9 K.A. Raaflaub (dir.), The Landmark Julius Caesar: The Complete Works: Gallic War, Civil War, Alexandrian War, African War, and Spanish War, New York, Anchor Books, 2017. En complément de ses riches annotations, cartes et annexes, ce livre accessible au grand public est accompagné de quarante-trois contributions rédigées par d’éminents spécialistes, disponibles en libre accès sur une page internet dédiée : https://thelandmarkcaesar.com/.

10 B. Gérardin, « Le nombre, l’identité et l’origine des légions du Bellum Africum », dans Nuova Antologia Militare, 6, fasc. 22, 2025, p. 253-286. Article disponible en Open Access : https://www.tabedizioni.it/web/content/385307.

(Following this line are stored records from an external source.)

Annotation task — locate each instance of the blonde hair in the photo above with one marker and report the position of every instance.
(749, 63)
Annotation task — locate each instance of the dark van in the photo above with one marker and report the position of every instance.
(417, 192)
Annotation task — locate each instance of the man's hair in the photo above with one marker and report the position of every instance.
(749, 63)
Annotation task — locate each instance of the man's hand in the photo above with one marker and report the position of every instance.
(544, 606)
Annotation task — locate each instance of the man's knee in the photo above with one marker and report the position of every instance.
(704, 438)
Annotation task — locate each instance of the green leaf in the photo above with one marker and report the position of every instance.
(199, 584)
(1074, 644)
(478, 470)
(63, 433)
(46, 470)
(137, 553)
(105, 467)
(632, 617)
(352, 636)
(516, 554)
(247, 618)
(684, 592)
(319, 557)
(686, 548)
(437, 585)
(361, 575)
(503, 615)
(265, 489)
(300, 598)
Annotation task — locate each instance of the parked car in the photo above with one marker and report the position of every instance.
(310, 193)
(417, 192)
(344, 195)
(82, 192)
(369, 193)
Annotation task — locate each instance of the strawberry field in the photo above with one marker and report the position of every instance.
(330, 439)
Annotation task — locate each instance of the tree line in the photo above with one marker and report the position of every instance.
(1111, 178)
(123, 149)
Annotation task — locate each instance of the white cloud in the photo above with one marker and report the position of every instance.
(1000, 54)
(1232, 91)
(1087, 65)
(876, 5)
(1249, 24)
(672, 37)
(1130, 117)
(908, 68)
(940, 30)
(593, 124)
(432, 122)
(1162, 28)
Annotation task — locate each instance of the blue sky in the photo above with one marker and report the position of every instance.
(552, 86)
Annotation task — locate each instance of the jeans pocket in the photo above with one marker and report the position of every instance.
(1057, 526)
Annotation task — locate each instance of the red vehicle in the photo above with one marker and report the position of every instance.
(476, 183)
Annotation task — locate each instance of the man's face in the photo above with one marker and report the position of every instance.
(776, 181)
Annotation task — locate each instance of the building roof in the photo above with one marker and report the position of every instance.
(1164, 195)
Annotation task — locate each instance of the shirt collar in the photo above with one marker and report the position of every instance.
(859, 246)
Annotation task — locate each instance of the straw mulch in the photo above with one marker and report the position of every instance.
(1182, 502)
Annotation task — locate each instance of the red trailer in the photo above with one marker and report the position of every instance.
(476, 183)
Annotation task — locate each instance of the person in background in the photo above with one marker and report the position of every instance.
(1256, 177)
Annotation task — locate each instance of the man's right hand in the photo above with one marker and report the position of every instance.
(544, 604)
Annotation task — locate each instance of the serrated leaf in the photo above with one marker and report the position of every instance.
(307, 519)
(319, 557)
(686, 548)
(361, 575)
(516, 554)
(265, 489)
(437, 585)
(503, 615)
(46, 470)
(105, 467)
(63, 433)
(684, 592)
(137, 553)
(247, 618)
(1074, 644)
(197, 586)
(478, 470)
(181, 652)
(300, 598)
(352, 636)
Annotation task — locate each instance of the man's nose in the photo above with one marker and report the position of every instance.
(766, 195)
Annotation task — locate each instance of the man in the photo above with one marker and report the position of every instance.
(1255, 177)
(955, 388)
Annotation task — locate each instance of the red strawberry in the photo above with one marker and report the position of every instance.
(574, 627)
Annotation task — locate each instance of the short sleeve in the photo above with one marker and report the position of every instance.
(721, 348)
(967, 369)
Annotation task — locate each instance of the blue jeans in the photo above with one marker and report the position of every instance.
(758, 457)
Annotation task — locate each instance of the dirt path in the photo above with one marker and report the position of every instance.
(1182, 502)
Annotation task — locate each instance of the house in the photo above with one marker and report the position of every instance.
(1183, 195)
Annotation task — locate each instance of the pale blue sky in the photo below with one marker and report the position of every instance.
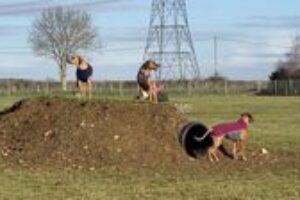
(253, 36)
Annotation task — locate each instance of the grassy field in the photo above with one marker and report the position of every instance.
(276, 128)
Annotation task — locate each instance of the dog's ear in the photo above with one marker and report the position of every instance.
(80, 59)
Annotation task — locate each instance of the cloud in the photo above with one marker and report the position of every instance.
(9, 30)
(33, 7)
(268, 22)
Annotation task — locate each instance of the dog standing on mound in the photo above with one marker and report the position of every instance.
(236, 132)
(84, 73)
(148, 88)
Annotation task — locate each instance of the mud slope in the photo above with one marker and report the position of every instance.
(71, 134)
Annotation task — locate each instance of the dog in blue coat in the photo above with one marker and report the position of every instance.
(84, 73)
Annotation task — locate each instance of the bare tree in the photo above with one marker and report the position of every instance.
(60, 31)
(290, 67)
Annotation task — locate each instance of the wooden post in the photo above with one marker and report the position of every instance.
(275, 83)
(121, 88)
(226, 87)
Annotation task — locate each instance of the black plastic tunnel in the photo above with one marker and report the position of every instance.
(188, 142)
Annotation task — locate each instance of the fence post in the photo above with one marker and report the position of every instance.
(258, 88)
(121, 88)
(225, 87)
(189, 89)
(275, 83)
(111, 87)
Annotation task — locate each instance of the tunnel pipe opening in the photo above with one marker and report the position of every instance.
(188, 142)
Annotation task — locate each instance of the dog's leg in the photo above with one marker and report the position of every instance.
(90, 87)
(234, 150)
(242, 145)
(81, 88)
(210, 154)
(217, 141)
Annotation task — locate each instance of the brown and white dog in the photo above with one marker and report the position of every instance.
(236, 132)
(148, 88)
(83, 75)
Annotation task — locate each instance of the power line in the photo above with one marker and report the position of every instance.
(253, 43)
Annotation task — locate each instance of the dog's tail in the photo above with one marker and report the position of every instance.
(200, 139)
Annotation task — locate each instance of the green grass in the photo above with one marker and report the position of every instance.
(276, 128)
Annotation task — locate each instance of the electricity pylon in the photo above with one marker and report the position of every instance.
(169, 41)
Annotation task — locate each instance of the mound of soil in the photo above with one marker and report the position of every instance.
(71, 134)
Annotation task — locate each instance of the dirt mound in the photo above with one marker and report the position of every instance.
(71, 134)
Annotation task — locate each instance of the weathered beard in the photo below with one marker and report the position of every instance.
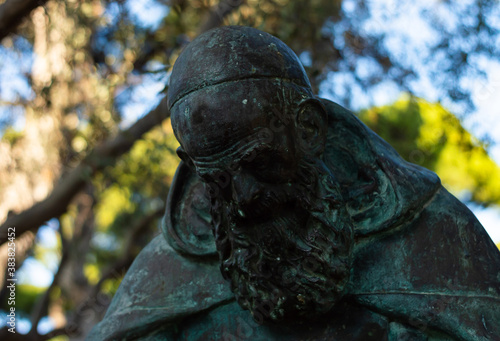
(294, 264)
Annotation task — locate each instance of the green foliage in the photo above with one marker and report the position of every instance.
(428, 135)
(11, 135)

11 BAfr 1, 5 : legiones tironum conuenire in his ueterana legio quinta ; 60, 1 : habuit legionem VIIII et VIII in sinistro cornu, XXX, XXVIII, XIII, XIV, XXVIIII, XXVI in media acie ; 62, 1 : legionis VII et VIII ex Sicilia aduentu ; 66, 1 : legiones se VIII ueteranas ; 81, 1 : legione X secundaque dextro cornu, VIII et IX sinistro oppositis, quinque legiones <…> in quarta acie ad ipsa cornua quinis cohortibus contra bestias conlocatis. Dans ces cinq passages, nous faisons le choix de supprimer les conjectures des éditeurs pour rétablir les leçons transmises — le plus souvent unanimement — par les codices. Pour en savoir plus, voir notre article cité dans la note précédente.

12 B. Gérardin, loc. cit., p. 278-279.

13 Pour une excellente synthèse sur le sujet, voir F. Cadiou, Ibera in terra miles. Les armées romaines et la conquête de l’Hispanie sous la République (218-45 av. J.-C.), Madrid, Casa de Velázquez, p. 612-627.